Fulda/Kramsach. Es kann los gehen. In wenigen Stunden starten die 60. Deutschen Meisterschaften im Wildwasserrennsport. Das beschauliche Örtchen Kössen (Österreich) ist zum wiederholten Mal Austragungsort. Seit Sonntag befinden sich die 22 Sportler des Kanu-Club Fulda vor Ort, um auf der Brandenberger Ache zu trainieren. KCF-Trainer Viktor Massini sieht sein Team bestens gerüstet für die Wettkämpfe. Nahezu verletzungsfrei kamen die Sportler fast durch die gesamte Vorbereitung. „Die Zusammenarbeit mit unserem Physio Michael Franz zahlt sich aus. Kleinere Wehwehchen konnte Michael immer direkt behandeln und vor größeren Verletzung hat er die Sportler durch sein Training und die regelmäßigen Checks auch bewahrt.“, nennt Pressesprecher David Piaskowski die Gründe für den Fitness- und Gesundheitszustand der KCF-Sportler.
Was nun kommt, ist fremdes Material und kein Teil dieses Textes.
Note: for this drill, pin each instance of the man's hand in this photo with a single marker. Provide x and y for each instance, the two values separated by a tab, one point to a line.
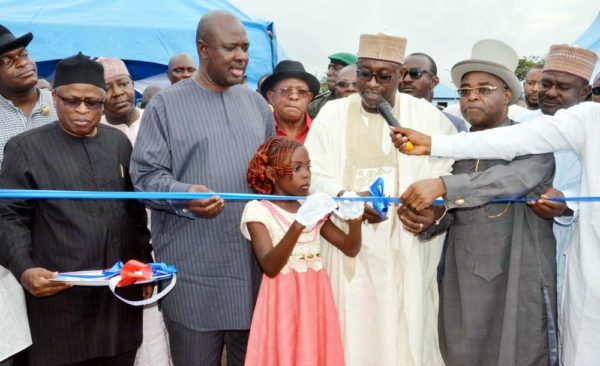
208	207
547	209
421	194
148	290
418	221
370	214
35	280
421	143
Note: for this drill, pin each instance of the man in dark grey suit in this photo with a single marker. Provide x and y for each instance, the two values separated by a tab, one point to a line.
80	324
198	136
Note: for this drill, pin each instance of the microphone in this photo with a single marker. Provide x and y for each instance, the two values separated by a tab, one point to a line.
385	109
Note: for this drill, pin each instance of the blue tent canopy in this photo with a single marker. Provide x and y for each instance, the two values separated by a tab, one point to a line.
590	39
145	34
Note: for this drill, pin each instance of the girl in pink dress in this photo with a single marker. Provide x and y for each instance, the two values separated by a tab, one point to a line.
295	320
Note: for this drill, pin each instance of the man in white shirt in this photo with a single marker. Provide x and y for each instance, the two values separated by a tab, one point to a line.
576	129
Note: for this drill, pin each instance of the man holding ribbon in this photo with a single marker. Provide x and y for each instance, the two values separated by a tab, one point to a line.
198	136
497	274
392	280
71	325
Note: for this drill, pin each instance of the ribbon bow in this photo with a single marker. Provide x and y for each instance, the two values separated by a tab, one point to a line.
381	205
134	271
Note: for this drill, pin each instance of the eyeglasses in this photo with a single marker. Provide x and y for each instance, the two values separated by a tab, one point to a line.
416	72
481	91
367	75
345	84
9	61
287	92
74	103
336	66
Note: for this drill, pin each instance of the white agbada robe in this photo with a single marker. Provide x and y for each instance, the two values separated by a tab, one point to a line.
388	310
154	349
576	129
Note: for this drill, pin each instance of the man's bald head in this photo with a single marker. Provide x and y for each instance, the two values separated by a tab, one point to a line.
181	66
212	22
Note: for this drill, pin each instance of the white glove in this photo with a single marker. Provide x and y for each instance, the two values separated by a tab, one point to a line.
316	206
349	210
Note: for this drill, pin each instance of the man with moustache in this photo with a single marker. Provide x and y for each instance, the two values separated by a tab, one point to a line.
421	79
74	324
198	136
564	82
392	279
337	61
530	86
22	106
121	113
181	66
497	274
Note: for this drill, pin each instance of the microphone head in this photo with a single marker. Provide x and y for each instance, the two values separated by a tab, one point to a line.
383	104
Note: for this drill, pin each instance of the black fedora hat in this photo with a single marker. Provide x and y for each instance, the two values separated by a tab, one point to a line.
287	69
8	41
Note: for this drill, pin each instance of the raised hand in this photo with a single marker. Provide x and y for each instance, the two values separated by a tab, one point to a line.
36	281
421	194
410	142
547	209
205	208
317	205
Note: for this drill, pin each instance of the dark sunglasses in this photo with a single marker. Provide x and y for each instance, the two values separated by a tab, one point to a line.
74	103
416	72
367	75
345	84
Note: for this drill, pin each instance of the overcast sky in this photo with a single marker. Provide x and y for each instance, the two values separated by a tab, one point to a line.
310	30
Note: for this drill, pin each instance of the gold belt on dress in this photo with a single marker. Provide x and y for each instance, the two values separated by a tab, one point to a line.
305	256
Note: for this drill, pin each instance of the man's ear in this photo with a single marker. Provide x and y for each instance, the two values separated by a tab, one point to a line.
507	96
585	91
202	49
434	81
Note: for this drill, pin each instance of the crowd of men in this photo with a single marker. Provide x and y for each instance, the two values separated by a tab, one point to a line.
470	282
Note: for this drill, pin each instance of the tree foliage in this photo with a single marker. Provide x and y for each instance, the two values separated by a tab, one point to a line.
525	63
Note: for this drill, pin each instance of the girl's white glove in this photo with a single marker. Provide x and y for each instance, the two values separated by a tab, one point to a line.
316	206
349	210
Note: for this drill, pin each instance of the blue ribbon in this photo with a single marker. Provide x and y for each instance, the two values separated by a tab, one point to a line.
52	194
158	269
381	205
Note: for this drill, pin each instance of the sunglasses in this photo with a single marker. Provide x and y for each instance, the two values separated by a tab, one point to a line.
345	84
367	75
416	72
287	92
74	103
482	91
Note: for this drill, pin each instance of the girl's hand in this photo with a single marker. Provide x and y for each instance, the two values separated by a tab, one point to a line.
349	210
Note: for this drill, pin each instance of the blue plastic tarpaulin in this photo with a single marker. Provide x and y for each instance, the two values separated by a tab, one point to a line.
145	34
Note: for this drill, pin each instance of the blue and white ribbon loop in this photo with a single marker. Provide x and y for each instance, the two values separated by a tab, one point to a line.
53	194
380	205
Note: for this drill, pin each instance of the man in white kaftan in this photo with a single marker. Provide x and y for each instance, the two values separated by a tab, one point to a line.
387	296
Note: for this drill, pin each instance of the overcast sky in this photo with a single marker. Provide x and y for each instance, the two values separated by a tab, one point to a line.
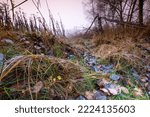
71	11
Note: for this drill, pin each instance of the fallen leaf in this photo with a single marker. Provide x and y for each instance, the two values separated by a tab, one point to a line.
89	95
37	87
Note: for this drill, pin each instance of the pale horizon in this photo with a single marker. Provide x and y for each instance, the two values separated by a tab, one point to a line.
71	12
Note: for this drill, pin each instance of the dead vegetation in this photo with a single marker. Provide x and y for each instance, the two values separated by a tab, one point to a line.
24	72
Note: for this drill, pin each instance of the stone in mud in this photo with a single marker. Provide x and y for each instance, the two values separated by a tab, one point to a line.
99	96
7	41
1	59
114	77
81	98
135	75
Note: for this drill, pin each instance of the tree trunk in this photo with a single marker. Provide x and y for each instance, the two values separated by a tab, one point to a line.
141	4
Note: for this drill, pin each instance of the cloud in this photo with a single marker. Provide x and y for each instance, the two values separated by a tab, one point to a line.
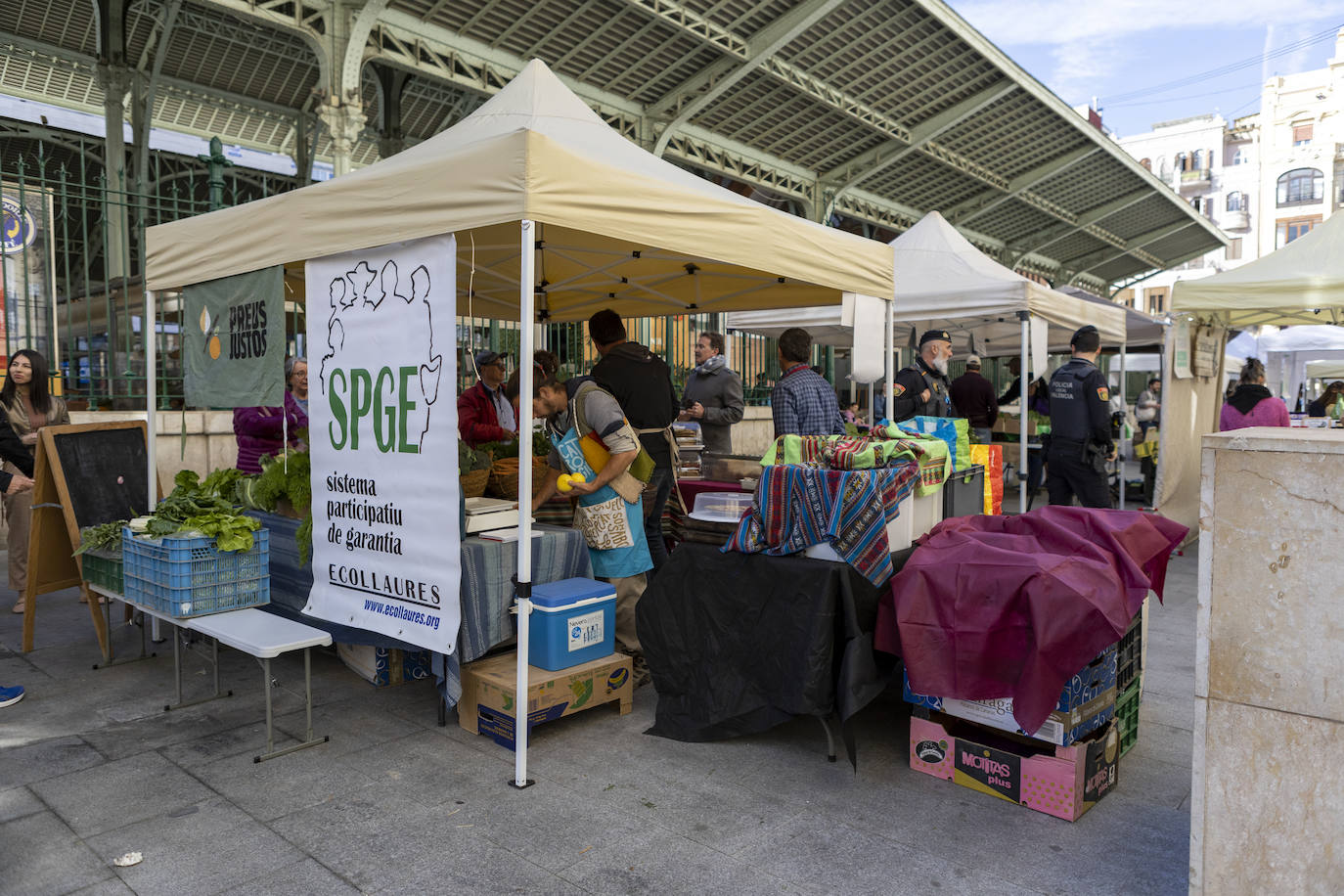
1088	43
1024	22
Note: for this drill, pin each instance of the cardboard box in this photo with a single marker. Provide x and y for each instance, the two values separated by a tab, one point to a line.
383	666
1085	705
489	687
1063	782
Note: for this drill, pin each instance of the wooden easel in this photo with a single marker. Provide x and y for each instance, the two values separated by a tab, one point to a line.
56	524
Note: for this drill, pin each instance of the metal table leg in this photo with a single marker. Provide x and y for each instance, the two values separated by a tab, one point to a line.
308	700
176	662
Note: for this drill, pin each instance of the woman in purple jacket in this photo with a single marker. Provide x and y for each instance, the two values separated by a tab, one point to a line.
1251	403
261	431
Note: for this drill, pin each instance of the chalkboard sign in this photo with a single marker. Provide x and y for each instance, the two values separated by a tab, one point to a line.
107	474
83	474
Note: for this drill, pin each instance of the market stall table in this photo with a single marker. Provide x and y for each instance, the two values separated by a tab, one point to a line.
730	659
254	633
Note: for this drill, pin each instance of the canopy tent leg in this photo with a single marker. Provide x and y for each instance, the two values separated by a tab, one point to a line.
524	500
151	396
891	357
1124	410
1024	426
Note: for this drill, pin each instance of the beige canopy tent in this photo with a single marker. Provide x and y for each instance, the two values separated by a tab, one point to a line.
556	216
1298	284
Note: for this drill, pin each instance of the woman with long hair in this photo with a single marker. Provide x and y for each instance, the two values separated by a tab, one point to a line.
25	399
1251	403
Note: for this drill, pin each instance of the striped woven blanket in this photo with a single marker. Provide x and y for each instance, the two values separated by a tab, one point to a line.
797	507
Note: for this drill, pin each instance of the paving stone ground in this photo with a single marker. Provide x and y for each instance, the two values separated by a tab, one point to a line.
92	767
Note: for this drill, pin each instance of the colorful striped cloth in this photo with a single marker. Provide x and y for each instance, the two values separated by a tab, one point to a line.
797	507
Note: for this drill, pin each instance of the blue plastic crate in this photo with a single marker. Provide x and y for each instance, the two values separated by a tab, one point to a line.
189	576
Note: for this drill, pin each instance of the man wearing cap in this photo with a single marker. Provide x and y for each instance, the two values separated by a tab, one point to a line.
1080	418
973	396
922	389
482	413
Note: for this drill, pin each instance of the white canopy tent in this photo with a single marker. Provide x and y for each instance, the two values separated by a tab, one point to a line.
945	283
556	216
1303	283
1325	370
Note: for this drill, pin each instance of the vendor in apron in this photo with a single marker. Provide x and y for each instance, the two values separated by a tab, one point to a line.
592	438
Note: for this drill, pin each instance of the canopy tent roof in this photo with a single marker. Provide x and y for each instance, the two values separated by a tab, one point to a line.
1303	283
1325	370
617	227
1140	328
944	283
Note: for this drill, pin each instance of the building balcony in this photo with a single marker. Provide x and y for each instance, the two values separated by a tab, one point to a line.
1193	179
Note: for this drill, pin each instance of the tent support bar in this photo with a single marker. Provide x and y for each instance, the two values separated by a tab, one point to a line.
1024	421
151	395
1124	407
527	316
891	357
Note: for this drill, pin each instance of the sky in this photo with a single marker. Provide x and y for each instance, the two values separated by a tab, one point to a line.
1117	50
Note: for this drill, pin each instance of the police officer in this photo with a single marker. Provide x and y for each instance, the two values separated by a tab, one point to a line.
922	388
1080	427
Letzter Leistungstest vor Abreise zur Deutschen gelungen
Samstag Vormittag stand für die Wildwasserkanuten auf dem Vereinsgelände des Kanu-Club Fulda der letzte Leistungstets vor Abreise zu den Deutschen Meisterschaften in Kramsach (Österreich) auf dem Programm. Michael Franz vom „ZentrumMensch“ in Eichenzell machte sich persönlich einen Eindruck vom Leistungszustand der von Ihm betreuten Sportler. Unter seiner Anleitung fand zuerst ein intensives Aufwärmprogramm statt, ehe Franz den Sportlern mit einem Hurricane-Training so richtig einheizte. Im Anschluss folgte der Leistungstest auf dem Wasser. Auf einer simulierten Wettkampfstrecke auf der Fulda, die der DM-Streckenlänge entspricht, überprüfte man letztmalig die Form. Zwar kann die Fulda in Sachen Wildwasser und technische Schwierigkeiten nicht mit der Brandenberger Ache in Kramsach mithalten, jedoch erhielt man wichtige Rückschlüsse bezüglich Leistungsstand, Renneinteilung und Taktik.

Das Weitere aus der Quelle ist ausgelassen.